KAWASHI
SHI-HAN -
O CRIADOR DO JUDO FRANÇÊS
.
Quem era Mikinosuke Kawashi?
Muitos dos praticantes de hoje não
sabem quem foi, outros vagamente ouviram falar nele, mas não
sabem de facto quem foi.
Kawashi foi o grande fomentador do judo em
França, foi o pai do judo naquele país e, para além
disso foi um intelectual do judo, tendo criado o seu próprio
método de ensino: O método Kawashi bem como tendo prepetuado
em livros as suas ideias e experiências,
Mikinosuke Kawashi chegou a Paris em 1935.

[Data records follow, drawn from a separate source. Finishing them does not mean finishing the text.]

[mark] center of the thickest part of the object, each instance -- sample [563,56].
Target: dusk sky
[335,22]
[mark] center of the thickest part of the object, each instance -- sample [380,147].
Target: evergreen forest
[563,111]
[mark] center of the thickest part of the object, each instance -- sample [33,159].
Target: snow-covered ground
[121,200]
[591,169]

Nessa altura o desconhecimento das artes marciais era quase total,
apenas se conheciam alguns dados obtidos das pesquisas de um tal senhor
Feldenkrais. Kawashi vinha incumbido da árdua tarefa de difundir
uma disciplina cujos princípios e prática não
eram de todo usuais sendo até contrários aos hábitos
ocidentais. - Não resistir mas sim ceder à força
adversária para poder dominar, esta era uma noção
aberrante para os espiritos ocidentais.
Para provar a eficácia da sua arte,
Kawashi formou combatentes que mais
tarde foram professores e, também eles, grandes precurssores
do Judo. Esses professores não podiam ter qualquer dúvida,
nem do âmbito psicológico nem do âmbito técnico.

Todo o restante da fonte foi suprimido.